Quarto, entendam ou não, memorizem: escolham sabiamente cinco ‘habilidades solidificadas’, pois isso definirá o rumo do crescimento de vocês e a base de seu poder. O nível deste mundo é alto; apesar do perigo, os sistemas que podem ser acessados são igualmente ricos. Não sei quais conexões privilegiadas permitiram que vocês entrassem aqui, mas esta é uma oportunidade. Aproveitem.

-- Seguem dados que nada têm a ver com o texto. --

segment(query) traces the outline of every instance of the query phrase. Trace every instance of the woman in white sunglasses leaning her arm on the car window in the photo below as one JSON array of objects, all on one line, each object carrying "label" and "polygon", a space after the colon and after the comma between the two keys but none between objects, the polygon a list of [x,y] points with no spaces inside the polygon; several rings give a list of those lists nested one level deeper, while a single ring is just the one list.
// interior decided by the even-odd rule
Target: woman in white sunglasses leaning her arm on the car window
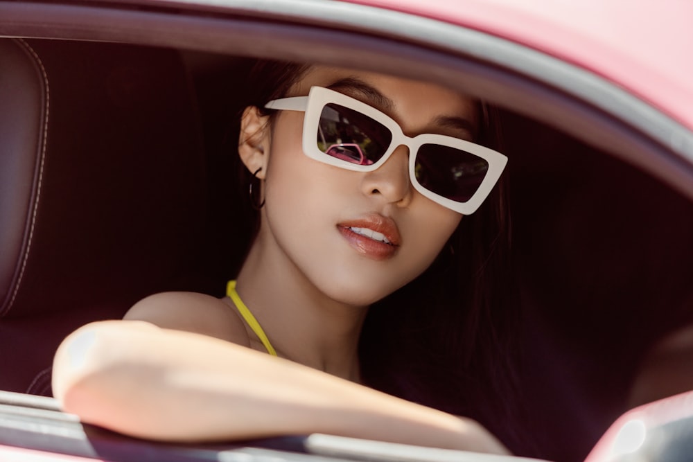
[{"label": "woman in white sunglasses leaning her arm on the car window", "polygon": [[471,142],[486,112],[377,73],[265,63],[253,75],[238,159],[258,227],[229,296],[157,294],[80,328],[55,357],[56,398],[143,438],[322,432],[506,452],[470,418],[369,388],[468,416],[494,411],[509,383],[508,317],[489,283],[505,157]]}]

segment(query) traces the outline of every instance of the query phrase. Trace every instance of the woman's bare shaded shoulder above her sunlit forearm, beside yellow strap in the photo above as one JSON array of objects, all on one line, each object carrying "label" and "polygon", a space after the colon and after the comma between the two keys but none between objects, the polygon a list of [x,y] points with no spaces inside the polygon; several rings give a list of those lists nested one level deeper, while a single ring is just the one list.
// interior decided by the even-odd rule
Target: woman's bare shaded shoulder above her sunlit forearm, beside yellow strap
[{"label": "woman's bare shaded shoulder above her sunlit forearm, beside yellow strap", "polygon": [[227,298],[196,292],[162,292],[137,302],[123,319],[148,321],[161,328],[250,345],[245,325]]}]

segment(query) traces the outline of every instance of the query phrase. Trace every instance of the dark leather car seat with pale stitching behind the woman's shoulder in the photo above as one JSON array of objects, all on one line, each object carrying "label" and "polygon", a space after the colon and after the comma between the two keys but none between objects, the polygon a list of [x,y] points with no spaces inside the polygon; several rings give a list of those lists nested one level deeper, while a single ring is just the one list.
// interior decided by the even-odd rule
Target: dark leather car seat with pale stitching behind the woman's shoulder
[{"label": "dark leather car seat with pale stitching behind the woman's shoulder", "polygon": [[191,89],[175,51],[0,39],[0,389],[50,395],[69,332],[197,289]]}]

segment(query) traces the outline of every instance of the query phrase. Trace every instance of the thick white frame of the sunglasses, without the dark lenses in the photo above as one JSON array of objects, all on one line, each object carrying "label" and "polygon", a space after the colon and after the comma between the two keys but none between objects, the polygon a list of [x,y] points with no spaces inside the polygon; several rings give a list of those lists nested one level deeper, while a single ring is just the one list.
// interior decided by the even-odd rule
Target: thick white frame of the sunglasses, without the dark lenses
[{"label": "thick white frame of the sunglasses, without the dark lenses", "polygon": [[[392,133],[392,142],[390,143],[385,154],[377,162],[371,165],[360,165],[349,161],[333,157],[325,152],[322,152],[315,143],[315,136],[319,130],[320,116],[325,105],[330,103],[341,105],[349,109],[358,111],[365,116],[368,116],[374,121],[382,124],[387,130]],[[327,89],[324,87],[311,87],[308,96],[292,96],[289,98],[279,98],[272,100],[265,105],[267,109],[281,109],[288,111],[305,112],[304,127],[303,127],[303,150],[306,156],[310,159],[326,163],[331,166],[353,170],[356,172],[372,172],[383,166],[387,159],[392,156],[392,153],[401,145],[409,148],[409,177],[414,188],[424,197],[428,197],[433,202],[441,206],[450,208],[451,210],[462,213],[462,215],[470,215],[488,197],[489,193],[500,178],[507,164],[507,157],[485,146],[472,143],[453,136],[440,134],[423,133],[414,137],[407,136],[402,131],[399,124],[393,118],[380,112],[375,107],[367,105],[356,98],[351,98],[338,91]],[[419,148],[424,144],[444,145],[450,148],[459,149],[475,156],[481,157],[489,164],[489,170],[482,180],[482,183],[477,188],[476,192],[466,202],[456,202],[447,197],[433,193],[431,190],[424,188],[416,179],[414,169],[416,167],[416,154]],[[414,155],[412,155],[414,154]]]}]

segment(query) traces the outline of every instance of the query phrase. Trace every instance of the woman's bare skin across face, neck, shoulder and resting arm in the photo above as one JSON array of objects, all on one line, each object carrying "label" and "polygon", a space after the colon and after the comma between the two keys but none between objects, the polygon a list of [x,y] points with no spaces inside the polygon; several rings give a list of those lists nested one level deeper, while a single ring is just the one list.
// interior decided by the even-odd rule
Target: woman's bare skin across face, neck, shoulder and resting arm
[{"label": "woman's bare skin across face, neck, shoulder and resting arm", "polygon": [[[288,96],[313,85],[378,107],[410,136],[473,137],[473,101],[442,87],[314,66]],[[238,148],[249,172],[261,169],[265,205],[237,290],[279,358],[230,299],[157,294],[125,321],[91,323],[63,342],[56,398],[87,422],[165,441],[323,432],[506,453],[473,420],[358,385],[369,305],[419,276],[462,215],[414,189],[407,148],[373,172],[343,170],[304,155],[302,121],[281,111],[270,122],[249,107]]]}]

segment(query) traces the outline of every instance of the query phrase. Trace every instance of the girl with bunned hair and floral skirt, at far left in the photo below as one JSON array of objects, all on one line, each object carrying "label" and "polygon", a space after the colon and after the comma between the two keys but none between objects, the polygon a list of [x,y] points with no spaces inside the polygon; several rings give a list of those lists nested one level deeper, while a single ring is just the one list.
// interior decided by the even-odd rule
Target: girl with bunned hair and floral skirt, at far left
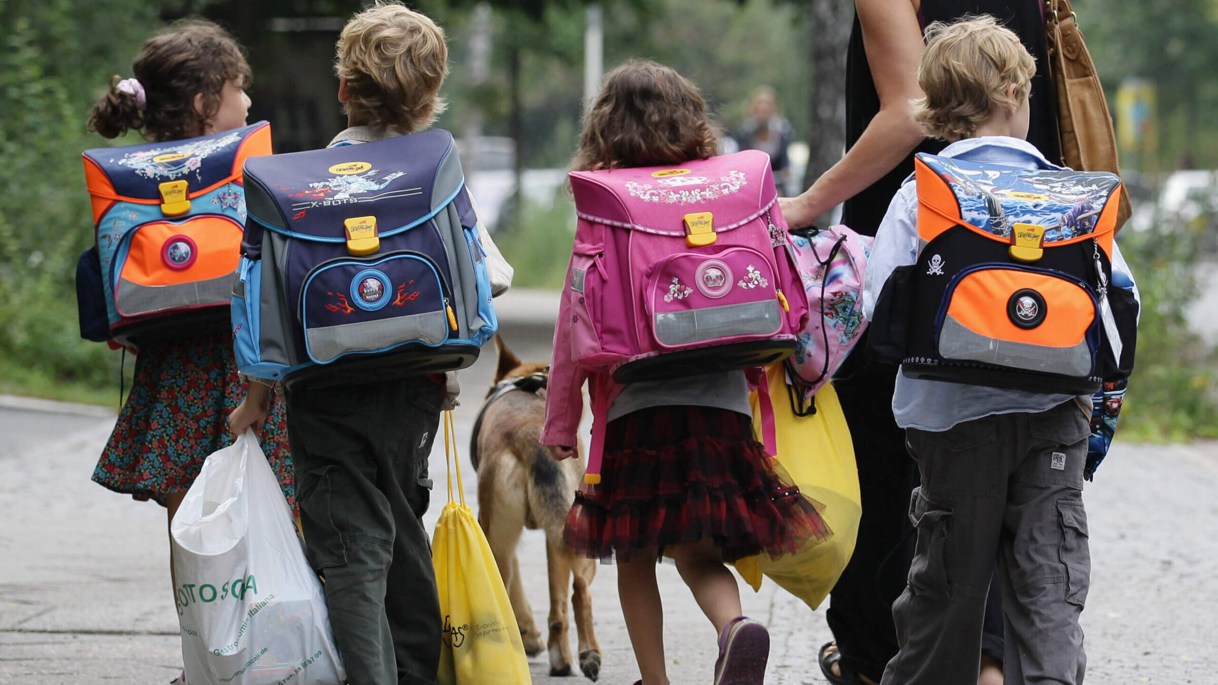
[{"label": "girl with bunned hair and floral skirt, at far left", "polygon": [[[114,77],[94,105],[89,130],[105,138],[136,130],[163,143],[245,126],[250,65],[236,41],[214,23],[173,24],[144,44],[132,68],[134,78]],[[135,500],[156,501],[172,522],[203,460],[233,442],[225,418],[241,395],[231,336],[224,328],[140,346],[132,391],[93,479]],[[291,503],[292,466],[281,402],[268,405],[261,439]]]}]

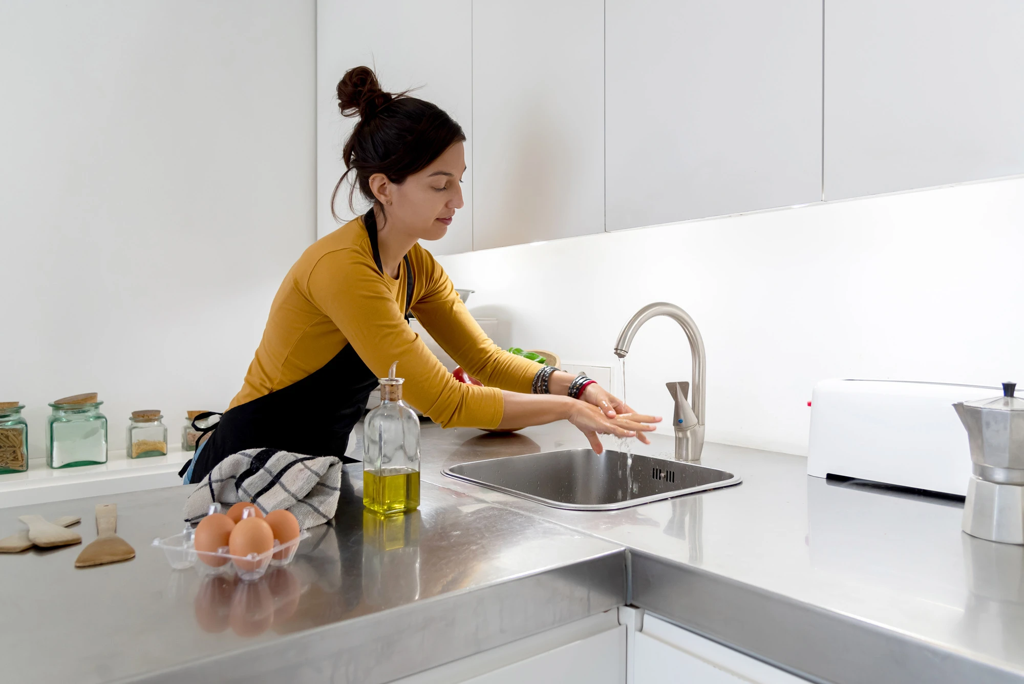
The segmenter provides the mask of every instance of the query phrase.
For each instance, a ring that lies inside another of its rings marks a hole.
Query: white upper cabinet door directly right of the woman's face
[[[474,0],[473,248],[604,229],[602,0]]]

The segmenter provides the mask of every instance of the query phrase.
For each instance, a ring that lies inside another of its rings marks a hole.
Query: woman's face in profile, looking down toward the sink
[[[384,201],[387,223],[394,221],[395,226],[409,230],[418,240],[443,238],[455,211],[464,204],[461,183],[465,171],[465,149],[461,142],[456,142],[400,185],[386,181],[380,183],[379,191],[374,187],[378,199]],[[391,204],[387,204],[387,200]]]

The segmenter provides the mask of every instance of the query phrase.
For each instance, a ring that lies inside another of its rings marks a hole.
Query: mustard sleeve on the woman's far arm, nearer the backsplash
[[[528,394],[542,367],[495,344],[470,315],[441,265],[426,250],[422,254],[425,291],[413,306],[416,319],[466,373],[484,385]]]

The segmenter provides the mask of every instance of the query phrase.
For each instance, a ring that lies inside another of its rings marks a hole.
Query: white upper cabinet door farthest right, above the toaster
[[[825,0],[825,199],[1024,173],[1024,2]]]

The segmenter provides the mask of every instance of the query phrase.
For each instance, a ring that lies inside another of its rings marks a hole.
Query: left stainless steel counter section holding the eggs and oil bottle
[[[116,503],[136,557],[76,569],[81,545],[0,554],[0,679],[387,682],[626,600],[621,545],[429,482],[419,511],[365,519],[358,467],[287,570],[203,580],[150,546],[181,530],[191,488],[4,511],[0,537],[26,513],[79,515],[88,544],[94,505]]]

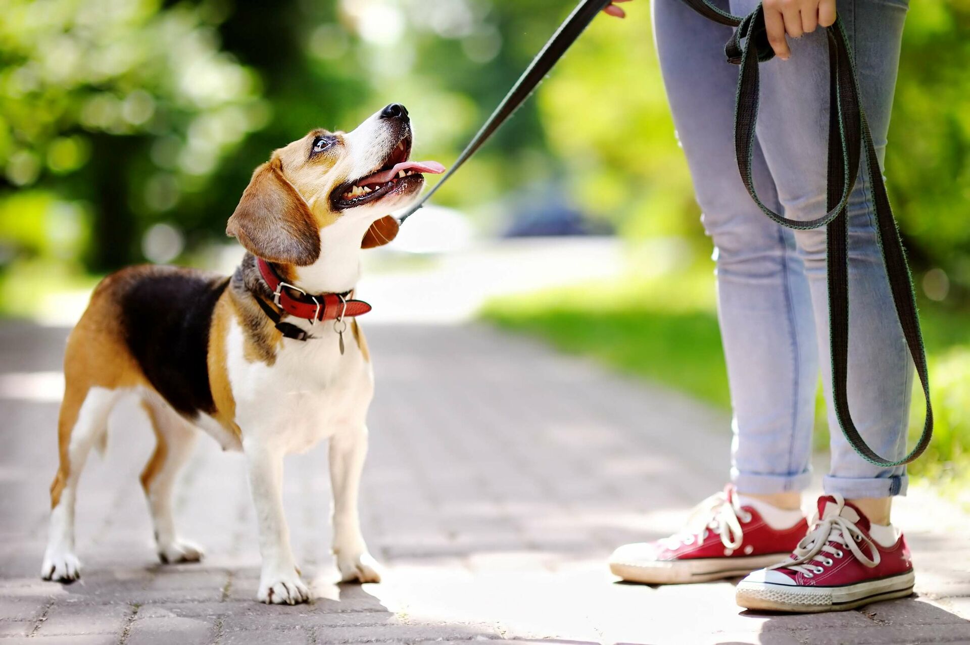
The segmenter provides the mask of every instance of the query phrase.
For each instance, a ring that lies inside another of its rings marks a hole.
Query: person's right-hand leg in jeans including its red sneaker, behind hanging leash
[[[733,13],[757,0],[731,0]],[[840,0],[839,16],[855,50],[863,107],[880,152],[889,110],[906,6],[904,0]],[[788,61],[761,66],[760,147],[784,214],[810,219],[824,212],[828,119],[828,56],[823,30],[790,39]],[[912,362],[896,322],[873,223],[867,170],[850,200],[849,406],[859,433],[890,459],[905,450]],[[805,261],[831,405],[825,232],[795,233]],[[891,496],[906,490],[904,468],[878,468],[853,451],[829,412],[832,463],[818,502],[812,539],[794,557],[755,571],[737,587],[737,602],[759,610],[844,610],[912,593],[914,572],[902,534],[889,526]]]

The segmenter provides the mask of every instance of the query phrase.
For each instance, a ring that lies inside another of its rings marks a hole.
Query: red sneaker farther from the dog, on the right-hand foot
[[[869,535],[869,520],[840,495],[819,499],[812,532],[788,562],[755,571],[737,603],[770,611],[843,611],[913,593],[913,564],[902,535],[890,547]]]

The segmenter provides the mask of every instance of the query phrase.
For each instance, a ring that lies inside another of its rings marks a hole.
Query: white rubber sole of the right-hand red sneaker
[[[907,597],[913,593],[915,579],[913,571],[909,571],[847,587],[796,587],[742,580],[735,598],[739,606],[760,611],[846,611],[870,602]]]

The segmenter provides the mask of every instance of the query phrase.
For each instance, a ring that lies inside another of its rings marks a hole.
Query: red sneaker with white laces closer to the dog
[[[684,531],[621,546],[609,568],[624,580],[646,584],[730,578],[785,560],[807,530],[804,518],[791,529],[772,529],[756,509],[740,506],[728,485],[697,505]]]

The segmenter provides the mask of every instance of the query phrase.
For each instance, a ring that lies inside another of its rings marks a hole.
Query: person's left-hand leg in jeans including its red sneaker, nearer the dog
[[[674,123],[716,249],[733,486],[701,502],[695,525],[624,545],[609,563],[625,580],[703,582],[781,562],[808,531],[799,501],[809,479],[818,362],[794,237],[761,214],[733,162],[737,68],[724,59],[730,29],[679,0],[655,0],[654,26]],[[773,192],[760,154],[755,167],[762,191]]]

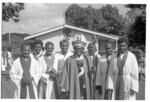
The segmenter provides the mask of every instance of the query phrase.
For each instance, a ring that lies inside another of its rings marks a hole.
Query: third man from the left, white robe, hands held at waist
[[[41,99],[55,99],[58,97],[57,83],[54,79],[57,69],[53,67],[55,59],[52,53],[53,49],[54,44],[52,42],[47,42],[45,44],[46,53],[38,60],[42,71],[39,83],[39,98]]]

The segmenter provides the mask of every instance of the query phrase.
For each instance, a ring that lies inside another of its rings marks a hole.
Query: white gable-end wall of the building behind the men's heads
[[[69,49],[70,49],[70,51],[73,51],[73,47],[72,47],[73,37],[74,37],[75,34],[78,34],[78,33],[84,34],[84,36],[86,37],[86,40],[87,40],[87,45],[90,42],[92,42],[93,34],[80,32],[80,31],[77,31],[77,30],[71,30],[71,37],[70,37],[70,40],[69,40],[69,43],[70,43]],[[47,41],[53,42],[54,43],[54,53],[55,53],[57,51],[60,51],[59,42],[64,38],[65,38],[65,36],[62,33],[62,29],[61,29],[61,30],[58,30],[58,31],[55,31],[55,32],[51,32],[51,33],[42,35],[42,36],[38,36],[36,39],[42,40],[44,45]],[[106,37],[104,38],[102,36],[96,36],[96,38],[97,38],[97,43],[96,43],[97,49],[104,50],[105,44],[109,39],[106,38]],[[85,51],[87,51],[87,45],[86,45]]]

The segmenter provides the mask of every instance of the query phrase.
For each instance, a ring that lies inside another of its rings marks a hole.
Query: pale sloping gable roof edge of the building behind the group
[[[79,28],[79,27],[64,24],[64,25],[60,25],[60,26],[45,30],[45,31],[41,31],[41,32],[32,34],[30,36],[25,37],[24,40],[29,40],[29,39],[32,39],[32,38],[35,38],[35,37],[38,37],[38,36],[41,36],[41,35],[44,35],[44,34],[47,34],[47,33],[51,33],[51,32],[63,29],[63,28],[69,28],[69,29],[82,31],[82,32],[89,33],[89,34],[95,34],[95,35],[98,35],[98,36],[103,36],[103,37],[107,37],[107,38],[114,39],[114,40],[118,40],[120,38],[119,36],[116,36],[116,35],[99,33],[99,32],[95,32],[95,31],[92,31],[92,30],[87,30],[87,29],[83,29],[83,28]]]

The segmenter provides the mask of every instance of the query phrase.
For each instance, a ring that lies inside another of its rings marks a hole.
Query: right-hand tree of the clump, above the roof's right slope
[[[120,35],[119,32],[123,28],[123,17],[119,14],[119,10],[111,5],[101,8],[102,15],[106,21],[105,32]]]

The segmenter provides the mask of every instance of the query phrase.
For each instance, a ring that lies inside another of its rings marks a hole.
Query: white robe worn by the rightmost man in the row
[[[123,55],[120,56],[121,59],[123,58]],[[115,59],[117,62],[117,58]],[[113,71],[109,71],[109,80],[108,80],[108,88],[115,90],[116,88],[116,80],[117,78],[114,77],[114,71],[118,70],[118,66],[114,67],[117,69],[113,69]],[[117,71],[118,72],[118,71]],[[135,91],[138,93],[139,90],[139,82],[138,82],[138,63],[136,60],[136,57],[133,53],[128,52],[128,57],[125,62],[125,65],[123,67],[123,79],[125,83],[124,91],[129,92],[130,90]],[[129,95],[127,100],[135,100],[136,94]]]

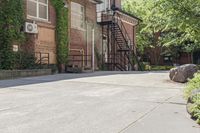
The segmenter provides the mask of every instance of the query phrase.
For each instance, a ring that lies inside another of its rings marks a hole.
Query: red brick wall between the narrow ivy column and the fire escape
[[[88,60],[84,62],[84,67],[91,67],[91,55],[92,55],[92,29],[95,29],[95,46],[101,46],[101,32],[100,28],[96,24],[96,5],[92,4],[88,0],[72,0],[84,6],[85,9],[85,29],[70,29],[70,58],[73,55],[79,55],[74,57],[76,60],[81,60],[82,53],[78,50],[84,49],[84,59]],[[86,56],[88,55],[88,56]],[[96,59],[95,59],[95,62]],[[81,62],[70,62],[70,65],[82,66]],[[97,63],[95,63],[97,66]]]

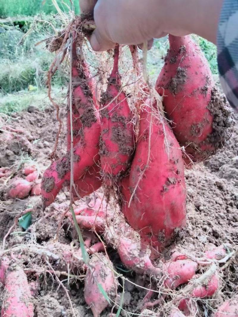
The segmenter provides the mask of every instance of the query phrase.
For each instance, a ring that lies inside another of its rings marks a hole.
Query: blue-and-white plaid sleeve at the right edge
[[[217,60],[221,85],[238,110],[238,0],[224,0],[217,33]]]

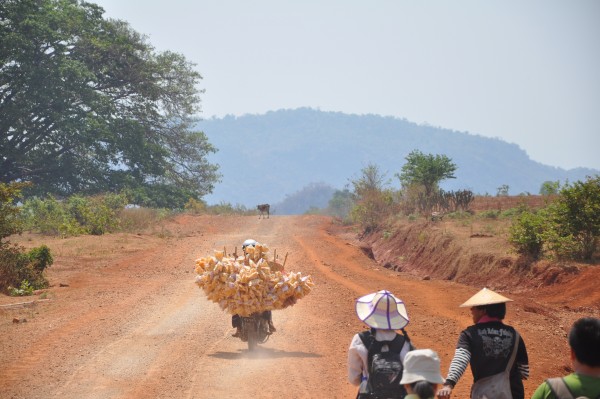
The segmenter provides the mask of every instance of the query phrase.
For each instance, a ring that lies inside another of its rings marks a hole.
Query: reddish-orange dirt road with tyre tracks
[[[196,258],[247,238],[288,253],[286,269],[316,284],[273,312],[278,331],[256,353],[231,337],[229,315],[193,283]],[[352,234],[318,216],[182,216],[154,234],[45,241],[56,258],[53,286],[30,306],[15,303],[34,298],[0,297],[2,398],[351,398],[346,350],[364,328],[355,298],[384,288],[402,298],[411,339],[438,351],[445,374],[470,324],[458,305],[477,290],[381,268]],[[568,369],[572,321],[598,317],[597,307],[565,309],[536,295],[512,295],[506,320],[528,347],[527,395]],[[468,397],[470,379],[455,398]]]

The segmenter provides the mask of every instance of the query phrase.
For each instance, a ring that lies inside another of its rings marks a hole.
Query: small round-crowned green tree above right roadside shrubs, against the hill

Por fim, vejo potencial em vocês, então vou contar um segredo. Nesta provação, vocês podem ativar previamente informações de ‘profissão’. Se completarem as tarefas prévias necessárias, poderão reduzir consideravelmente os custos para obter uma ocupação no futuro. Isso é tudo, adeus.”
...
A guia falou longamente, esclarecendo as dúvidas mais frequentes e os pontos que, em sua opinião, mereciam maior atenção. Terminada a explicação, virou-se para partir.
“Espere!”
Ao perceber que ela estava realmente decidida a ir embora, com um tom que sugeria que não cuidaria mais deles, os sobreviventes ao lado de Bai Lang entraram em pânico.
Era como ser enganado por uma agência de trabalho, levado para terras estrangeiras em busca de fortuna, e, ao chegar, vendido por um capataz inescrupuloso a uma mina isolada, recebendo apenas um dinheiro de sobrevivência, sendo então abandonado à própria sorte.
Todos, de repente, sentiram-se desamparados e tentaram, instintivamente, agarrar-se à única tábua de salvação, impedindo-a de ir embora.
“O que mais querem?” – perguntou a guia, impaciente.
“Se tudo o que diz é verdade, não é dever do ‘guia’ proteger e orientar os novatos?” – alguém questionou.
“Boa pergunta! Para a maioria dos guias, sim. Vocês são como rebanho, e eles recebem recompensas por proteger e orientar vocês. Quanto menos mortes e maior a taxa de sobrevivência, melhores as avaliações e ganhos deles.”
“Mas eu sou diferente. Estou apenas aqui neste mundo para me recuperar. Não me interesso pelas recompensas, só preciso de ‘tempo’ e ‘tranquilidade’. Quanto à vida ou morte de vocês...” – neste ponto, ela deu de ombros, mostrando que não se importava.
“Se por isso guardarem rancor, não precisam. Cada guia tem seu próprio estilo; alguns, inclusive, exploram e extorquem os novatos. O Paraíso supervisiona tudo nos bastidores, mantendo certo equilíbrio. A ajuda e as informações que ofereci já ultrapassam o limite do que um guia normalmente faria. Mesmo que eu queira ajudar mais, o Paraíso irá me restringir.”
“Ou seja, fui dispensada por fazer meu trabalho bem demais! Desejo sorte a todos, até logo.” Explicou, e partiu sem olhar para trás, deixando o grupo a se entreolhar, perdido.